Question

$f(x) = 4x^3 - 6x^2 - 240x - 6$
is decreasing on the interval ($\boldsymbol{square}$, $\boldsymbol{square}$).
it is increasing on the interval $(-\infty, \boldsymbol{square})$ and the interval $(\boldsymbol{square}, \infty)$.
the function has a local maximum at $\boldsymbol{square}$.

Explanation:

Step1: Find first derivative

$f'(x) = \frac{d}{dx}(4x^3 - 6x^2 - 240x - 6) = 12x^2 - 12x - 240$

Step2: Simplify derivative

Factor out 12:
$12(x^2 - x - 20) = 12(x-5)(x+4)$

Step3: Find critical points

Set $f'(x)=0$:
$12(x-5)(x+4)=0 \implies x=5, x=-4$

Step4: Test intervals for increase/decrease

• For $x < -4$, $f'(x) > 0$ (function increasing)
• For $-4 < x < 5$, $f'(x) < 0$ (function decreasing)
• For $x > 5$, $f'(x) > 0$ (function increasing)

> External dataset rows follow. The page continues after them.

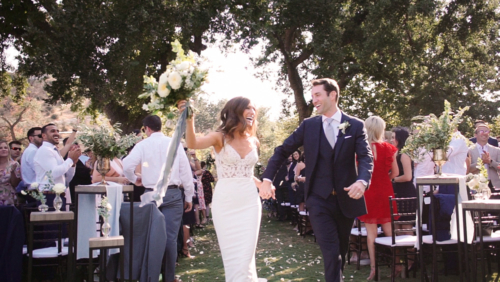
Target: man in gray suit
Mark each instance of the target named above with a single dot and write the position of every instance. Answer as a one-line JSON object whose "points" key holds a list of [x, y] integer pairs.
{"points": [[489, 154]]}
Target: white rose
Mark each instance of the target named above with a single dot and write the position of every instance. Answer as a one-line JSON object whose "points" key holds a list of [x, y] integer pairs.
{"points": [[163, 90], [182, 66], [482, 178], [175, 80], [59, 188], [473, 183]]}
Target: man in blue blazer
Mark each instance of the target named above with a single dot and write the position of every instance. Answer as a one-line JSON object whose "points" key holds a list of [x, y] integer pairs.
{"points": [[339, 166]]}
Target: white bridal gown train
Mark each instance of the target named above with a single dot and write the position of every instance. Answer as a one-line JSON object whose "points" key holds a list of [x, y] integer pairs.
{"points": [[237, 210]]}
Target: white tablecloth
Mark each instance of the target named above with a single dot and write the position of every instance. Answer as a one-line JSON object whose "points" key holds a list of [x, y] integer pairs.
{"points": [[87, 217]]}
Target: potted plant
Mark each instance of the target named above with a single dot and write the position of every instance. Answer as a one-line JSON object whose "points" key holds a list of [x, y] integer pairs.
{"points": [[433, 134]]}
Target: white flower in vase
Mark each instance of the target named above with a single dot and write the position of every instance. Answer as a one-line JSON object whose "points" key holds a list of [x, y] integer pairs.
{"points": [[175, 80], [163, 90], [59, 188]]}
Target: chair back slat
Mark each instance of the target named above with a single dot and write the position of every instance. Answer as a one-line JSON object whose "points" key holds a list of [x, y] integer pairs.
{"points": [[402, 207]]}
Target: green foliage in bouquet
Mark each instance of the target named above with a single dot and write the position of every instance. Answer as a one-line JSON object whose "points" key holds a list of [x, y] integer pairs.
{"points": [[433, 132], [106, 142], [182, 79]]}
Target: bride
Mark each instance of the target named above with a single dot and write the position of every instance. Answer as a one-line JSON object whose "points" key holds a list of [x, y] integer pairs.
{"points": [[236, 204]]}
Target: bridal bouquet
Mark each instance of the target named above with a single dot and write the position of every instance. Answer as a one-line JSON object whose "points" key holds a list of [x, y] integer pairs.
{"points": [[106, 141], [182, 79]]}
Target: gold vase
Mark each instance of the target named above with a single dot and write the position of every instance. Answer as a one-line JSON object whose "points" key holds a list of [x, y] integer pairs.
{"points": [[439, 158], [103, 167]]}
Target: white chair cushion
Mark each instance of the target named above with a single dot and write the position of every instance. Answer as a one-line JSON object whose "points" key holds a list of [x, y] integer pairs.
{"points": [[401, 241], [50, 252], [427, 239]]}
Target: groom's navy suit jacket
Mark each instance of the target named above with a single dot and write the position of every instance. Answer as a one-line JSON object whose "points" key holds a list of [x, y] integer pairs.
{"points": [[350, 148]]}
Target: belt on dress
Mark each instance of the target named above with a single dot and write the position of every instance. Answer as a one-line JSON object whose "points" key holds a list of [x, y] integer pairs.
{"points": [[168, 187]]}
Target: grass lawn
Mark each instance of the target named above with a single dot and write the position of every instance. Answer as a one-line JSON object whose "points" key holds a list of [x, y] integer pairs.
{"points": [[282, 255]]}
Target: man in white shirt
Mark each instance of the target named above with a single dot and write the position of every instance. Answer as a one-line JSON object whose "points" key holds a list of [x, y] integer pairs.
{"points": [[488, 153], [27, 166], [151, 154], [48, 158]]}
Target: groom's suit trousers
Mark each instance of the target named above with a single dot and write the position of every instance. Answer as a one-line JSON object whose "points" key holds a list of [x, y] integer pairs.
{"points": [[172, 208], [332, 230]]}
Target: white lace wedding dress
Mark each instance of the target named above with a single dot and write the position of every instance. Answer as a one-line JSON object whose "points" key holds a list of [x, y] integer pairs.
{"points": [[236, 210]]}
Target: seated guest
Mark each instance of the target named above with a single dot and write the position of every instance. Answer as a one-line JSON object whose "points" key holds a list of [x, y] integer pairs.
{"points": [[115, 174], [15, 150], [10, 176]]}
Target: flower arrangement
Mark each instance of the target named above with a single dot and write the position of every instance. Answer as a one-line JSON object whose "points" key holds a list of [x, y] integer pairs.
{"points": [[35, 193], [105, 141], [180, 81], [105, 208], [433, 132], [59, 188]]}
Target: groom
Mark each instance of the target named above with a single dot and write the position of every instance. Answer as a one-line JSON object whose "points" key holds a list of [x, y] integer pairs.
{"points": [[334, 144]]}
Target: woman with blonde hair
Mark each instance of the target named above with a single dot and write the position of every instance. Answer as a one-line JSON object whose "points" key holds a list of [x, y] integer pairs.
{"points": [[377, 195]]}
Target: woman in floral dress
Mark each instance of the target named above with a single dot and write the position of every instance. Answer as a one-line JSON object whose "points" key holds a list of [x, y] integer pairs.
{"points": [[10, 176]]}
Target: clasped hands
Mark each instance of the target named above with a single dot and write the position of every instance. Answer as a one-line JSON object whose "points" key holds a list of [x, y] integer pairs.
{"points": [[266, 190]]}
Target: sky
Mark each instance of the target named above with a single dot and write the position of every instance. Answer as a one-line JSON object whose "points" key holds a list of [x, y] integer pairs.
{"points": [[230, 75]]}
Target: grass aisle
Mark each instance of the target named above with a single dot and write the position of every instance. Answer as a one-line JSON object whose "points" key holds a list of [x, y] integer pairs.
{"points": [[282, 255]]}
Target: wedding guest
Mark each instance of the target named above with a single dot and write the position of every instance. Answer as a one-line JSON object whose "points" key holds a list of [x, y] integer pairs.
{"points": [[27, 164], [489, 154], [48, 158], [292, 195], [15, 150], [206, 180], [385, 168], [115, 173], [10, 176], [492, 141], [151, 154], [82, 174]]}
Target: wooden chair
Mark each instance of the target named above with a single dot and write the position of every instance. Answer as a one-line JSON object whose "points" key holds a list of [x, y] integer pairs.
{"points": [[398, 245]]}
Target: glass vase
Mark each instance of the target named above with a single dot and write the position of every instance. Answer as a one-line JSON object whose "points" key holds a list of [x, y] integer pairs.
{"points": [[485, 193], [57, 202], [103, 167], [43, 207], [106, 228]]}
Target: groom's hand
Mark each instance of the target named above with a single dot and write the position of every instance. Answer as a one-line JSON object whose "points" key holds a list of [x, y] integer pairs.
{"points": [[356, 190], [266, 190]]}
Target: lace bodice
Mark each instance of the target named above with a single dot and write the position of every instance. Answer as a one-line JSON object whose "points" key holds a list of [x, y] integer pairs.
{"points": [[231, 165]]}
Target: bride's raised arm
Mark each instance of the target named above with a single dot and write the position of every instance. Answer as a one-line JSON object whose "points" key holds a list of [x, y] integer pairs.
{"points": [[194, 142]]}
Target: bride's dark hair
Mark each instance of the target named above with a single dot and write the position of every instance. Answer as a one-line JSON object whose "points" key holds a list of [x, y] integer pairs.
{"points": [[233, 120]]}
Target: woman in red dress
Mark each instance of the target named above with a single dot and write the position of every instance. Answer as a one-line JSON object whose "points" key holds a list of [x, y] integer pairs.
{"points": [[385, 168]]}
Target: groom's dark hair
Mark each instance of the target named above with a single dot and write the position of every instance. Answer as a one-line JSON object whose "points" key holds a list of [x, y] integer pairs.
{"points": [[329, 85], [153, 122]]}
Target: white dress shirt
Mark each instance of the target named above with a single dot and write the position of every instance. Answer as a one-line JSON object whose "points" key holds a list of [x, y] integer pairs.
{"points": [[151, 154], [337, 117], [47, 158], [457, 153], [27, 165]]}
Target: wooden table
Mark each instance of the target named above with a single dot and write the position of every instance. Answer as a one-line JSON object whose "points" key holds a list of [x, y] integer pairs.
{"points": [[433, 181], [101, 190]]}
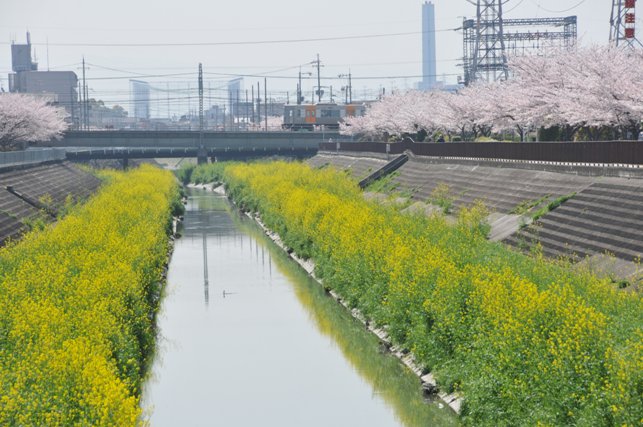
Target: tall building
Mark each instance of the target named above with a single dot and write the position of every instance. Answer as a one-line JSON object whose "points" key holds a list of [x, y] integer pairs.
{"points": [[60, 87], [428, 46], [140, 96]]}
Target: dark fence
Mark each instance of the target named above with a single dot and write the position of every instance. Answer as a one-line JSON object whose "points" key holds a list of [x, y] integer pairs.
{"points": [[596, 152]]}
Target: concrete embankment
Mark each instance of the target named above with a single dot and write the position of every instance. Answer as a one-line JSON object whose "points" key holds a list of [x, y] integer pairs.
{"points": [[39, 192], [599, 220], [428, 383]]}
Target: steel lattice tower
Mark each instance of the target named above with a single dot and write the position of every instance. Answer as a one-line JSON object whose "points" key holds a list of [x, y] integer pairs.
{"points": [[485, 43], [490, 38], [622, 24]]}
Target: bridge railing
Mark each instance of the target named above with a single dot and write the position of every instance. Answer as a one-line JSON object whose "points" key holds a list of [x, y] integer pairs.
{"points": [[594, 152], [27, 157]]}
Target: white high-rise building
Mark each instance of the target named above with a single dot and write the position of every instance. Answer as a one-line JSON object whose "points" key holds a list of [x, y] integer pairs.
{"points": [[140, 95]]}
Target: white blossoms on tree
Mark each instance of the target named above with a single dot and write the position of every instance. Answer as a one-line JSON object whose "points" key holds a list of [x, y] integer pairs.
{"points": [[598, 90], [25, 118]]}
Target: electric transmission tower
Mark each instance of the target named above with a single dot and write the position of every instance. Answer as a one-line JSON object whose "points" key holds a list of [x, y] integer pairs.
{"points": [[490, 38], [622, 24], [485, 45]]}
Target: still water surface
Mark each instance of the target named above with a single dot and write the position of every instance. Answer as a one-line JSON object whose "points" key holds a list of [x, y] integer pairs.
{"points": [[248, 339]]}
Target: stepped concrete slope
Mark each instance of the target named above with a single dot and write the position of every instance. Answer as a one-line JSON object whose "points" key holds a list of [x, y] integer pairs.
{"points": [[24, 192], [358, 165], [501, 189], [604, 218]]}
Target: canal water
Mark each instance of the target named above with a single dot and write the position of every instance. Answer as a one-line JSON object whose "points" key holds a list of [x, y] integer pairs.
{"points": [[246, 338]]}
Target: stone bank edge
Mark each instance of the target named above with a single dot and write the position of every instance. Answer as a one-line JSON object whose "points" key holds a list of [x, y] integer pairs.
{"points": [[428, 382]]}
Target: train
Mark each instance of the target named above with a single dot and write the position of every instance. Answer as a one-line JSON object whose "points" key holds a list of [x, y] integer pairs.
{"points": [[307, 116]]}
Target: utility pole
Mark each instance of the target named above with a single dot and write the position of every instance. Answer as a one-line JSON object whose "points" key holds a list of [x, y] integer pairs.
{"points": [[488, 52], [253, 104], [299, 89], [84, 106], [623, 24], [350, 87], [80, 107], [200, 105], [318, 62], [259, 104]]}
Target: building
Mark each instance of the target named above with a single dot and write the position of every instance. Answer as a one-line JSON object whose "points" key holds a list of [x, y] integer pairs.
{"points": [[428, 47], [140, 97], [61, 87]]}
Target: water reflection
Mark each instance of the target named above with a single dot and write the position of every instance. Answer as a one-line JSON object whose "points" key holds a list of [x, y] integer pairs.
{"points": [[272, 348]]}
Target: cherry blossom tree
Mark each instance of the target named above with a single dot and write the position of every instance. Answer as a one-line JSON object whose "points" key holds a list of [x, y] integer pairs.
{"points": [[590, 89], [25, 119]]}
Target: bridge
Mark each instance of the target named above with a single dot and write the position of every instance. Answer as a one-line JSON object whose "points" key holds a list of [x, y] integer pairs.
{"points": [[84, 145]]}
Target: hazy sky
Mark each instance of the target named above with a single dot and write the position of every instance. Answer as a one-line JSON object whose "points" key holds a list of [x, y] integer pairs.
{"points": [[394, 61]]}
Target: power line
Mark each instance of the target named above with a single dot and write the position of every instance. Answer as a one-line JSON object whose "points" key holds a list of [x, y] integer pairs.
{"points": [[240, 43], [558, 11]]}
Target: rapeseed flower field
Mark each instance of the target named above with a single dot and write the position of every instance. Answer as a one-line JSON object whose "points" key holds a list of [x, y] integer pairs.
{"points": [[77, 304], [525, 340]]}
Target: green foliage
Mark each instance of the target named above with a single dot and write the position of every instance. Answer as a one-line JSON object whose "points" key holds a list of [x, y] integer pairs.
{"points": [[208, 173], [526, 205], [551, 206], [527, 341], [441, 196], [385, 184], [77, 304], [184, 173]]}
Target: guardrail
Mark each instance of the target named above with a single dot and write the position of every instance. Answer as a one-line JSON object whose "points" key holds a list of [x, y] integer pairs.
{"points": [[27, 157], [595, 152]]}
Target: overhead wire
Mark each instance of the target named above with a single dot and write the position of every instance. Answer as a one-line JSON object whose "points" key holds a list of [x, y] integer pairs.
{"points": [[537, 4], [240, 43]]}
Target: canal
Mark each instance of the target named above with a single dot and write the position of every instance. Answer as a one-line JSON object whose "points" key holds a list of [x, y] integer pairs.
{"points": [[246, 338]]}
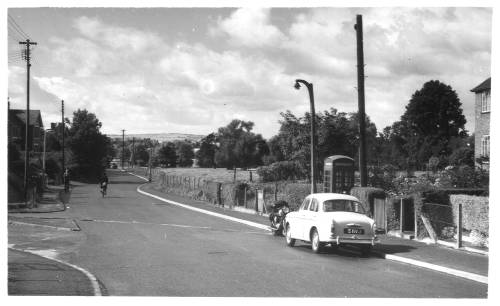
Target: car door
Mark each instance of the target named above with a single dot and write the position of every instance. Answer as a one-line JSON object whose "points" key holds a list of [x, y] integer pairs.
{"points": [[301, 219], [310, 217]]}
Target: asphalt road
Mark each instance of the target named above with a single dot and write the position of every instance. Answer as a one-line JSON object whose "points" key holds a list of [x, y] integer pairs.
{"points": [[138, 246]]}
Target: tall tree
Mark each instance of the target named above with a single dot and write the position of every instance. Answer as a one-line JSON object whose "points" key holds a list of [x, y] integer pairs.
{"points": [[184, 150], [238, 146], [206, 153], [88, 146], [433, 117], [167, 155]]}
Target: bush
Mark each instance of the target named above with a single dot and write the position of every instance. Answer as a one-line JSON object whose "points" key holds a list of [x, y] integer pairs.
{"points": [[462, 177], [295, 193], [475, 212], [281, 171], [366, 196]]}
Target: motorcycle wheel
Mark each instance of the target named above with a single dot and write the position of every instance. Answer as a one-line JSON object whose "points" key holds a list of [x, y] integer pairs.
{"points": [[289, 240]]}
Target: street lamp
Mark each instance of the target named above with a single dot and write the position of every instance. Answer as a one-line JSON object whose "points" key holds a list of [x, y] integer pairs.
{"points": [[44, 145], [313, 131]]}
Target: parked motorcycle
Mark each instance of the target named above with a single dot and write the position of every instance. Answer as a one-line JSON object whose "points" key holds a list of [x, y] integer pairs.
{"points": [[277, 217]]}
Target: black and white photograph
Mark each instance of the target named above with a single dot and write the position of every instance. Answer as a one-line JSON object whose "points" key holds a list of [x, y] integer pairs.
{"points": [[318, 151]]}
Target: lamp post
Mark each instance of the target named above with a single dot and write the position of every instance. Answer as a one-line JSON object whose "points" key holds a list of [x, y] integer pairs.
{"points": [[313, 131], [44, 145]]}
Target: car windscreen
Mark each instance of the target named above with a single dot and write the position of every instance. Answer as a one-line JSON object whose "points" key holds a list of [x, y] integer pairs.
{"points": [[343, 205]]}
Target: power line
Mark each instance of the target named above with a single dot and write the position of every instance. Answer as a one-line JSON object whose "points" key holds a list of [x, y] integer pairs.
{"points": [[15, 34], [19, 27]]}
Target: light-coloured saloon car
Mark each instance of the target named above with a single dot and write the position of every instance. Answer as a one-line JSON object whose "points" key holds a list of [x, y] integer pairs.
{"points": [[331, 218]]}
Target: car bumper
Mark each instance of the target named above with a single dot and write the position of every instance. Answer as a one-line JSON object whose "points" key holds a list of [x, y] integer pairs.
{"points": [[354, 240]]}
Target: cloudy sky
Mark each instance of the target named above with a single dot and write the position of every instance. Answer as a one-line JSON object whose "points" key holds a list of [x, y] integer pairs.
{"points": [[192, 70]]}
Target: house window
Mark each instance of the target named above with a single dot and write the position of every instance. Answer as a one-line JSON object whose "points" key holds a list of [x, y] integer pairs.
{"points": [[485, 101], [485, 146]]}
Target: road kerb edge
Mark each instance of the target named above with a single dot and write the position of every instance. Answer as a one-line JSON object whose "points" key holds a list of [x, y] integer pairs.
{"points": [[93, 280], [450, 271], [467, 275], [207, 212]]}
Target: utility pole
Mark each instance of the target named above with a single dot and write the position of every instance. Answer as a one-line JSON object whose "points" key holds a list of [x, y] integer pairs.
{"points": [[313, 131], [123, 146], [63, 130], [361, 100], [133, 151], [28, 43]]}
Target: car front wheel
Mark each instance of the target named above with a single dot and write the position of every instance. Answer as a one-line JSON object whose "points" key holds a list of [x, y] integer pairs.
{"points": [[289, 240], [315, 243]]}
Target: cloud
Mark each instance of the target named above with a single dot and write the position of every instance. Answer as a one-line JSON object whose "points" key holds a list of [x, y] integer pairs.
{"points": [[249, 27], [246, 66]]}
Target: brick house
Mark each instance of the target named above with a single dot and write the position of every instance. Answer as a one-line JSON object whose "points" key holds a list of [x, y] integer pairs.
{"points": [[482, 115], [16, 129]]}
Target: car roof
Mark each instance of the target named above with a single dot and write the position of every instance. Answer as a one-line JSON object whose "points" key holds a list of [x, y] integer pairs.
{"points": [[332, 196]]}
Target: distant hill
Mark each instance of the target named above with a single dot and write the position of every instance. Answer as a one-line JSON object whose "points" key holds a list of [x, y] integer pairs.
{"points": [[161, 137]]}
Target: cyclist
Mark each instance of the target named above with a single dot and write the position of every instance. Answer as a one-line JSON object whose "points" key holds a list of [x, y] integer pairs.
{"points": [[104, 184]]}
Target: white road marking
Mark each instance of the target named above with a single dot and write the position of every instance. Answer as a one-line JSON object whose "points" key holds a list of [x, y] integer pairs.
{"points": [[52, 256], [459, 273], [450, 271], [207, 212]]}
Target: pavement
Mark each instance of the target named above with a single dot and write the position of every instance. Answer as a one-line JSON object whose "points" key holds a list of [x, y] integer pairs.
{"points": [[52, 200], [31, 274], [458, 262], [37, 274]]}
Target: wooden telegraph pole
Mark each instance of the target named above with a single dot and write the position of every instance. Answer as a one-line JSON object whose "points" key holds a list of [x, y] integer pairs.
{"points": [[361, 100], [28, 43]]}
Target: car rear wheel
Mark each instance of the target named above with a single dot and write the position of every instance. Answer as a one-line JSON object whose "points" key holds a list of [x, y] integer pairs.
{"points": [[289, 240], [316, 245], [366, 249]]}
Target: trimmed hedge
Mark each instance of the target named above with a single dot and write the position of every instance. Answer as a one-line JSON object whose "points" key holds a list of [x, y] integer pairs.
{"points": [[233, 194], [281, 171], [366, 196]]}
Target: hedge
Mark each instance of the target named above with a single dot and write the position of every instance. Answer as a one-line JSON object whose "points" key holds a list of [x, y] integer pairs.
{"points": [[232, 194], [366, 196]]}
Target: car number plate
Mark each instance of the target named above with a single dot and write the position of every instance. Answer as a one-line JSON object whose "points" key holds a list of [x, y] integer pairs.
{"points": [[354, 231]]}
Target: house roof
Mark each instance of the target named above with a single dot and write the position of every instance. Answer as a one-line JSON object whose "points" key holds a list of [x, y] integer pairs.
{"points": [[483, 86], [35, 116]]}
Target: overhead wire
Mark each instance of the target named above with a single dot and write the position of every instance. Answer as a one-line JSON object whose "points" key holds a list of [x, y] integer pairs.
{"points": [[17, 26]]}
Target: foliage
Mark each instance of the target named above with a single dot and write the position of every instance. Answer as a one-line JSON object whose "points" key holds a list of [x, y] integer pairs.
{"points": [[366, 195], [206, 153], [433, 118], [337, 134], [381, 177], [167, 155], [89, 147], [184, 151], [475, 212], [238, 146], [462, 177], [280, 171]]}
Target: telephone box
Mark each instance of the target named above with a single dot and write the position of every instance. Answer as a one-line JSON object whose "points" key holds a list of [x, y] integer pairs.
{"points": [[338, 174]]}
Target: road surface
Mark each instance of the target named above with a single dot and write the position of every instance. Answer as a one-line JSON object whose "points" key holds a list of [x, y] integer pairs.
{"points": [[138, 246]]}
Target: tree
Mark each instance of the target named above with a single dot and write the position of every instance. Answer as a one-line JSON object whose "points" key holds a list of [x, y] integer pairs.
{"points": [[337, 133], [167, 155], [238, 146], [206, 153], [88, 146], [185, 153], [432, 118]]}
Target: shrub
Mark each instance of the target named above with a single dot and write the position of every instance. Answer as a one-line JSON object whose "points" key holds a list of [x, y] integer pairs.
{"points": [[475, 212], [295, 193], [366, 196], [281, 171]]}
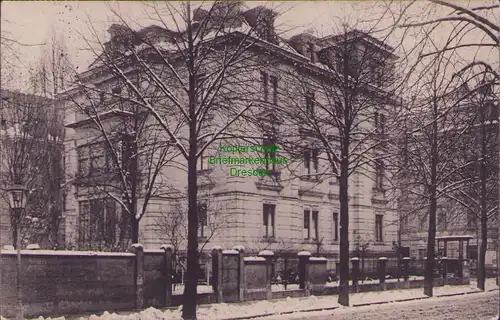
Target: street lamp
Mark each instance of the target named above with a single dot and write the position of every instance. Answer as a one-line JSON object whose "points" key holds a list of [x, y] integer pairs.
{"points": [[17, 200]]}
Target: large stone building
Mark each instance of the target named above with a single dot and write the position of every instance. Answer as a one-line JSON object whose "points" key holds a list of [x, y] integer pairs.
{"points": [[31, 154], [290, 212], [459, 211]]}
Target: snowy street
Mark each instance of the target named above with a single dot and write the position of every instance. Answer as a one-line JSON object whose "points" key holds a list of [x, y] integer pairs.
{"points": [[481, 306]]}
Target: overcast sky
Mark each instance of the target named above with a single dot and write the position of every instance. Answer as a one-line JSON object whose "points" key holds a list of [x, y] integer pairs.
{"points": [[32, 23]]}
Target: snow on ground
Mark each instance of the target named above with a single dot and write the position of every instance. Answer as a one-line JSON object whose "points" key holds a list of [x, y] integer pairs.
{"points": [[336, 283], [227, 311], [179, 289]]}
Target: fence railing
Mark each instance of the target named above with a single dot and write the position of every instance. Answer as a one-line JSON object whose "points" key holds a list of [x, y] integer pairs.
{"points": [[65, 282]]}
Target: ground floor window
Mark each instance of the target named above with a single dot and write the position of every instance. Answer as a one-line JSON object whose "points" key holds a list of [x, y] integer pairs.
{"points": [[102, 226]]}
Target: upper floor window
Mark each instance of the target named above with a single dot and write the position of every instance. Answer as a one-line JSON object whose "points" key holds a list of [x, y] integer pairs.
{"points": [[269, 154], [268, 215], [116, 90], [202, 219], [200, 87], [264, 81], [335, 226], [310, 230], [311, 161], [379, 227], [309, 103], [269, 84], [311, 54], [274, 88], [379, 122], [379, 174]]}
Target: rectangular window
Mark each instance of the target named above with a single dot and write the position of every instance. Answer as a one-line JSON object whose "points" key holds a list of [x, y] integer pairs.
{"points": [[309, 103], [268, 212], [471, 220], [335, 226], [116, 90], [378, 227], [310, 52], [83, 161], [306, 232], [307, 162], [311, 161], [274, 88], [84, 222], [98, 224], [97, 158], [264, 78], [202, 219], [199, 84], [315, 231], [268, 155], [379, 175], [379, 123]]}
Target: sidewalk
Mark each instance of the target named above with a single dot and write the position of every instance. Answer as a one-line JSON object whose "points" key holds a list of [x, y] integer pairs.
{"points": [[253, 309]]}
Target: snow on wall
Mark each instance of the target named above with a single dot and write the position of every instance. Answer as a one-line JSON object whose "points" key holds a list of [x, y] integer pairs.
{"points": [[69, 253]]}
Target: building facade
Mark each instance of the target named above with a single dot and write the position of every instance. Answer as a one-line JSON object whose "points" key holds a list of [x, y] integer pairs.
{"points": [[31, 136], [459, 211], [294, 208]]}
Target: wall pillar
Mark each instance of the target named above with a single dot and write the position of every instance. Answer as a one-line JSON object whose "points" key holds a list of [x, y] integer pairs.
{"points": [[406, 272], [268, 255], [355, 274], [217, 273], [168, 271], [138, 250], [241, 272], [304, 257], [382, 266]]}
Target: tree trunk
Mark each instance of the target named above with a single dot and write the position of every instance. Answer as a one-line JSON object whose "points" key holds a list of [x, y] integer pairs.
{"points": [[344, 233], [14, 231], [135, 229], [190, 294], [481, 268], [189, 300], [432, 188]]}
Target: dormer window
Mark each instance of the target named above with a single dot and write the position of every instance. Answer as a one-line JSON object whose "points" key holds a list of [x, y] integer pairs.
{"points": [[311, 54], [116, 90]]}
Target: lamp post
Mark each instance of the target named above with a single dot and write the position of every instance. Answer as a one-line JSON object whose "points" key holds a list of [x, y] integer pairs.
{"points": [[17, 199]]}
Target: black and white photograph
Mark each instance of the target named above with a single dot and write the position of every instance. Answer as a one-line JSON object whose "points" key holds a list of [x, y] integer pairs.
{"points": [[231, 160]]}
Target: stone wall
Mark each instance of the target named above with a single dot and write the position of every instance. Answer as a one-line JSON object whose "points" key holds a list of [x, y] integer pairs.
{"points": [[68, 282]]}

Step5: Identify local maximum

Function switches from increasing to decreasing at $x=-4$, so this is a local maximum.

Answer:

Decreasing interval: $(-4, 5)$
Increasing interval endpoint: $-4$; Increasing interval endpoint: $5$
Local maximum at: $x=-4$